BastardGoDarkly Thu 28-Jan-16 09:58:47

If the ball hits your elderly dog it will hurt sad are you going to say something when they knock?

pinkydinkydoo13 Thu 28-Jan-16 10:01:09

Thanks for the reply . You sound like a lovely considerate neighbour 😊 Accidents do happen and I accept that fully. You were very pro active in dealing with this in a positive way but I ve got a feeling it would not be the same she would try to shift the blame or play the victim . Apparently he s not allowed to kick the ball towards their house as he ll break the glass doors but evidently it doesn t apply to ours. I think you re right the time has come to have words or summer will be a nightmare

GingerMerkin Thu 28-Jan-16 10:04:39

People living nearby used to put all balls in a pot by their front gate with note saying to help yourself - until the pot got taken too!

GingerMerkin Thu 28-Jan-16 10:11:09

I would explain to your neighbours that you have had to start locking your gate as have been getting intruders on your property and had to involve the police.

Give your lovely elderly dog a cuddle from me.

pinkydinkydoo13 Thu 28-Jan-16 10:22:35

Aww, thank you will do 😊. The last time she had her check up at the vet they detected a heart murmur, which they thought was just age related. She s fine, but of course I worry about her more now. She has vet prescribed meds and glucosamine supplements for arthritis but still dashes round chasing her tail at every opportunity 😁

Twinkie1 Thu 28-Jan-16 10:30:01

If give the balls back punctured until they got the message. Blame the dog.
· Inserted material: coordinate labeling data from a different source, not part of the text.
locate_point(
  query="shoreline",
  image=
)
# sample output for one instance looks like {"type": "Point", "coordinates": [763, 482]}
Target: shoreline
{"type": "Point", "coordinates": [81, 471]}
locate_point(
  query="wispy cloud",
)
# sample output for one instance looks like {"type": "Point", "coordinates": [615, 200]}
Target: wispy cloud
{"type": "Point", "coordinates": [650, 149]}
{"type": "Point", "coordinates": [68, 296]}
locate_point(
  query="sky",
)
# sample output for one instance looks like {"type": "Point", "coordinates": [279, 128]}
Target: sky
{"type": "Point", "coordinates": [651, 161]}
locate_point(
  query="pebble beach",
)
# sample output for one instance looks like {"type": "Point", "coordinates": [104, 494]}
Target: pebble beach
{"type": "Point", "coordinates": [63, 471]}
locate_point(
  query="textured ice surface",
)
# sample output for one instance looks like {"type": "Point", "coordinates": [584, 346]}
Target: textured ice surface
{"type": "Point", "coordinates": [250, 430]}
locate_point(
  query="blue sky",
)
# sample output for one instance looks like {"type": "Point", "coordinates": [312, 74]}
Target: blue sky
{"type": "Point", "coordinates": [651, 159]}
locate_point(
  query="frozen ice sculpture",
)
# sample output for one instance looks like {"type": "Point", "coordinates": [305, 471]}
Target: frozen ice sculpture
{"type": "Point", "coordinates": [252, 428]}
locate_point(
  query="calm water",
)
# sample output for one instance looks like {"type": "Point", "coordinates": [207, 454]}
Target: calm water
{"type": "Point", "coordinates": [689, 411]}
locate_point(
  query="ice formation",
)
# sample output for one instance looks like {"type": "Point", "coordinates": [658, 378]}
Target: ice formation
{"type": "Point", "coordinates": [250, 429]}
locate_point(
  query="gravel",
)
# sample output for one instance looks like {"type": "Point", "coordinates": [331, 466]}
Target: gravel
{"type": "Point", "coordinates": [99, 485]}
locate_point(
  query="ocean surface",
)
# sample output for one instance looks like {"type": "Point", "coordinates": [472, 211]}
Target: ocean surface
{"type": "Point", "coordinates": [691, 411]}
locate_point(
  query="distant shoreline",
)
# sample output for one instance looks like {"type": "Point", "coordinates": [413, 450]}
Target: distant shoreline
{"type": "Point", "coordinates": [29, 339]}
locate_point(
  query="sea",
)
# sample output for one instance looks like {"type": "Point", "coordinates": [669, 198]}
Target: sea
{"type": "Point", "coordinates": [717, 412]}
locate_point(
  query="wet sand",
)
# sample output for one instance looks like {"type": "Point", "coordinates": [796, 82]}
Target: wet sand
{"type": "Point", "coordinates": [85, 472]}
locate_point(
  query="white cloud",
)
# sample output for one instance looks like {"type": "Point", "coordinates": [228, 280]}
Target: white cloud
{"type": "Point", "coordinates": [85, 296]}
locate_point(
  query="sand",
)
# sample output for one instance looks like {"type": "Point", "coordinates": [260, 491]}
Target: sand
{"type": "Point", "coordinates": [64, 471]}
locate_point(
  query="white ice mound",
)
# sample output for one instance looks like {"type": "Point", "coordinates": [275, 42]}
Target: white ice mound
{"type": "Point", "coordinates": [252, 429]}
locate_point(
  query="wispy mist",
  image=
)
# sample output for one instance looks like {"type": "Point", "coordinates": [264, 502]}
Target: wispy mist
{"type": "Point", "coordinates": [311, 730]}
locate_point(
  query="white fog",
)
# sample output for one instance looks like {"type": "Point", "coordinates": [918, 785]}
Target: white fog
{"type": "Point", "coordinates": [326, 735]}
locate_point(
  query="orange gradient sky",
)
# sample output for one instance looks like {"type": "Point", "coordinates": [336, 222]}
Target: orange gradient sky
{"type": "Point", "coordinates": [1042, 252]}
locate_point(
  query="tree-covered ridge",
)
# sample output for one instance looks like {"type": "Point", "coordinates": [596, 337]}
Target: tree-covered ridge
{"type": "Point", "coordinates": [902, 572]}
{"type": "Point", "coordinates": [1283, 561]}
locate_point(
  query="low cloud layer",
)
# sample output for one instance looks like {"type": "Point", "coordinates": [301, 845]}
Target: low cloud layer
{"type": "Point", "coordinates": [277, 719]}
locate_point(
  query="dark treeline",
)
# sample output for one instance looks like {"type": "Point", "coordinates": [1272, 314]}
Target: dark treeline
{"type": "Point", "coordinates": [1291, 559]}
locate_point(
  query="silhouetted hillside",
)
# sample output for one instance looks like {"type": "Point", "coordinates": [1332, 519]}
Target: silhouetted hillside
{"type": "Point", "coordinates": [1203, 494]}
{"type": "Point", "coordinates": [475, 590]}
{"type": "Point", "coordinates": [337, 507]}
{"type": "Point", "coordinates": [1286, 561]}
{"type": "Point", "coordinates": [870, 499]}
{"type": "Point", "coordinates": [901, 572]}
norayitwasyou Thu 28-Jan-16 11:28:20

I'd agree with giving the ball back once a day, but I'd caution against acts of criminal damage such as deliberately puncturing the ball.

ChampaleSocialist Thu 28-Jan-16 11:37:46

Its annoying when you cant even enjoy your own little bit of space. I think you need to be straight with them and ask them to put up a net between you.

DesertOrDessert Thu 28-Jan-16 11:39:59

If the kids need access through the gate, could you put a padlock with a number code on it? Your kids can get in, hers can't.
Yes, yes yes to saying "I'll throw the balls back later", and make sure its after bedtime. But equally, I sometimes throw balls back before they have been asked for, if its convenient to me. Saves a knock on the door.

Grapejuicerocks Thu 28-Jan-16 11:41:19

just lock the gate and don't return the balls regularly. Perhaps every couple of days. Say you are locking the gate for their own safety. The dog is now elderly and ill, she's alesdy snapped out of pain a few times and you are worried she will injure the child. Of course you will be doing everything in your power to avoid this, hence locking the gate.